Quando parliamo di progettazione è necessario partire da due
considerazioni: 1) l’azione sismica locale dipende dalle caratteristiche
geotecniche (resistenza e deformabilità) del terreno al quale è vincolata
l’opera ingegneristica; 2) La risposta dell’opera ingegneristica alle sollecitazioni di tipo sismico
dipende dai meccanismi di interazione terreno-struttura. Ne consegue che il
punto cruciale nella valutazione del comportamento sismico di un’opera
ingegneristica è la stima corretta dell’azione sismica locale. Quindi, non è
possibile affrontare il problema sulla base di una mera modellazione del
comportamento sismico della singola opera ingegneristica, sia essa strutturale
(edifici, capannoni, monumenti, torri, ponti etc.) o geotecnica (opere di
sostegno, dighe, fondazioni, rilevati, scavi etc.), senza considerare gli
aspetti relativi al territorio, ossia caratteri geologico-stratigrafici,
morfologici e geotecnici. Ora, nella fase progettuale, sia per nuove opere sia
per interventi di miglioramento e/o adeguamento sismico, le maggiori incertezze
riguardano proprio la valutazione dell’azione sismica.
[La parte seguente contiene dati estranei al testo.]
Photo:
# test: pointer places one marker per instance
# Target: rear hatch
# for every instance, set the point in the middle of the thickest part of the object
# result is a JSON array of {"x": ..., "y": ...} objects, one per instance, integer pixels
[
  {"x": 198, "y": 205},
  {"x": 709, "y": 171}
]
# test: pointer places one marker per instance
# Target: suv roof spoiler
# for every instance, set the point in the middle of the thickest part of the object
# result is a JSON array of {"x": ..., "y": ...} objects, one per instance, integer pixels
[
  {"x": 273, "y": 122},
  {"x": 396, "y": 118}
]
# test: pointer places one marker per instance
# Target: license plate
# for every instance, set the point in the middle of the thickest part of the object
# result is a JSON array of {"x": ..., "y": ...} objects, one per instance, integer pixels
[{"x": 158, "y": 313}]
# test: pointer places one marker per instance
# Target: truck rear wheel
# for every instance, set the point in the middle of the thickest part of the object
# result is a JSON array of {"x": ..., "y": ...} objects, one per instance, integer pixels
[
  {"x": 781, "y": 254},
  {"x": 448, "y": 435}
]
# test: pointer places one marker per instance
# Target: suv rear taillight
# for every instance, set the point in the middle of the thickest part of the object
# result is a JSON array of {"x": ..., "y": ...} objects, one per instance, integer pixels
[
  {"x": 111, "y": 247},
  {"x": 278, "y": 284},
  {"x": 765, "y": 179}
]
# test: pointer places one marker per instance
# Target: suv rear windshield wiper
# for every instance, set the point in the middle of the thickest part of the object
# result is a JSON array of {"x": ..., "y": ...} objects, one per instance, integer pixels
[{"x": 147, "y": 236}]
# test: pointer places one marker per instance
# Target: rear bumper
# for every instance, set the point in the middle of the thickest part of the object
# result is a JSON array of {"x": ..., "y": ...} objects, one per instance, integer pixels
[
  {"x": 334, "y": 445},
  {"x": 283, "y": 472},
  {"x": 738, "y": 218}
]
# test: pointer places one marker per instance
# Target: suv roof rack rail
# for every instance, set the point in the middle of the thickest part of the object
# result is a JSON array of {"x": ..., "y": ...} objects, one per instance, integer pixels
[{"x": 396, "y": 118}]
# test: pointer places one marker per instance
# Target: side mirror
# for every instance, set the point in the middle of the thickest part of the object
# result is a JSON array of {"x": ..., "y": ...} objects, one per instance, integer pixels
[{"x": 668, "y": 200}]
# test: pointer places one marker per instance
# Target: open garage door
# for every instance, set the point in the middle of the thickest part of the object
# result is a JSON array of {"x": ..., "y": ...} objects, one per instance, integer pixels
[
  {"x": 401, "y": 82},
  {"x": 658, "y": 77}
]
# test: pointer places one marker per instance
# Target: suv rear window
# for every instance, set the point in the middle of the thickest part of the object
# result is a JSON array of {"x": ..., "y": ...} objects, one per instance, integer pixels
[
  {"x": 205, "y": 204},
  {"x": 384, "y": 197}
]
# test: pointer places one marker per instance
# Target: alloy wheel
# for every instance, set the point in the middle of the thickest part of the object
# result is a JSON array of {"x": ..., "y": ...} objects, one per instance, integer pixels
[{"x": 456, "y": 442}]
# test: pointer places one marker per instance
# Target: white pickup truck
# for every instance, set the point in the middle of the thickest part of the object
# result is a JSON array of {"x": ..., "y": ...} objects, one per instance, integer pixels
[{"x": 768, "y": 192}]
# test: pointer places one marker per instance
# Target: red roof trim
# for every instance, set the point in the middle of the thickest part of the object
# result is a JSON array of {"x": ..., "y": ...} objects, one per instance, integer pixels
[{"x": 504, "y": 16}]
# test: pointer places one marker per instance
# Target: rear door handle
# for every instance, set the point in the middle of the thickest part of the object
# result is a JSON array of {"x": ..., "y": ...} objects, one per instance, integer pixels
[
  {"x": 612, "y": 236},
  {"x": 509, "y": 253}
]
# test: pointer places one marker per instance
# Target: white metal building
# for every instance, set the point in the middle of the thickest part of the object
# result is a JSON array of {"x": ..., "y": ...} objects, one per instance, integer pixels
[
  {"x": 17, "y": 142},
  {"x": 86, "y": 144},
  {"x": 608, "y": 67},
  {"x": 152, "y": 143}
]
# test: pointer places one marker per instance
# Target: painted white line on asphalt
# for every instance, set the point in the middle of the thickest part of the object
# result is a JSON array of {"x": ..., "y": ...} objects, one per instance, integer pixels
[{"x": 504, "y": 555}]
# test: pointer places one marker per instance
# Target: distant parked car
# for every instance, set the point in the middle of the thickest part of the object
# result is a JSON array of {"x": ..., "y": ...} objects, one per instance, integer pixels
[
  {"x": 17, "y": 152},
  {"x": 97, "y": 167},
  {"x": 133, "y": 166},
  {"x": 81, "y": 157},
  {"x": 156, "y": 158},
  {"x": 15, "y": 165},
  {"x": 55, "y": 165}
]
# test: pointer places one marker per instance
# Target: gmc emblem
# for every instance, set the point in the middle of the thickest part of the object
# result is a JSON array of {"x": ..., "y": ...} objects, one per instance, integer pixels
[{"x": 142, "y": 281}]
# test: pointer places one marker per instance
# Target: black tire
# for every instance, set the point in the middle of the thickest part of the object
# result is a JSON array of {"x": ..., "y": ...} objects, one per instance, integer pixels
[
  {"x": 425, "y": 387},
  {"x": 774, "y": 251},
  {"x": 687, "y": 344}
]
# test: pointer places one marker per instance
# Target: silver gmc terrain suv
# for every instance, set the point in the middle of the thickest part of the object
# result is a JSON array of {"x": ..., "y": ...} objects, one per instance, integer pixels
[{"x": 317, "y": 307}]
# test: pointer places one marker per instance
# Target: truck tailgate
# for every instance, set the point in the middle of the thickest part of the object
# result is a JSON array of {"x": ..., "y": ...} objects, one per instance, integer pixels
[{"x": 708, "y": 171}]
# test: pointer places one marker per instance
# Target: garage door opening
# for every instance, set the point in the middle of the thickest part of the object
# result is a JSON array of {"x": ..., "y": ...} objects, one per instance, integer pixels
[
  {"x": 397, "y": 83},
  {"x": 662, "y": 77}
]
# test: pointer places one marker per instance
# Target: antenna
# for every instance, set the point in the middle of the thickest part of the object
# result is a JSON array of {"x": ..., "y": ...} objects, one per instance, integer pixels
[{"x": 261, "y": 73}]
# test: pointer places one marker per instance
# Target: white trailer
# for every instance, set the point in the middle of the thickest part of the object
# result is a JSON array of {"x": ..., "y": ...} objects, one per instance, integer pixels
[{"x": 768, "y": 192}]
Ai sensi del D.M. 14
gennaio 2008 (Norme Tecniche per le Costruzioni, meglio note
come NTC 2008) e della relativa Circolare esplicativa del 2 febbraio 2009, n° 617 C.S.LL.PP. (tanto per cambiare!!), l’azione
sismica di progetto può essere valutata per un determinato periodo di
riferimento dalla stima della risposta sismica locale (RSL), attraverso specifiche analisi
“rigorose” oppure approcci semplificati, basati su cinque categorie di
sottosuolo e sulle condizioni topografiche.
Per
informazioni più dettagliate sulla sismicità e sulla pericolosità sismica del
territorio pugliese, in questi giorni e fino al 18 settembre, vi consiglio di
visitare lo stand divulgativo del Dipartimento di Scienze della Terra e
Geoambientali e del Corso di Laurea in Scienze Geologiche dell’Università degli
Studi Aldo Moro, nell’area della Fiera del Levante “La Puglia per la
ricostruzione” allestita dalla Regione Puglia presso il Nuovo Padiglione –
Modulo M1. Qui sarà anche possibile osservare una stazione sismica perfettamente
funzionante. L’iniziativa si concluderà domenica 18 settembre alle ore 11.30
con un workshop aperto a tutti gli interessati.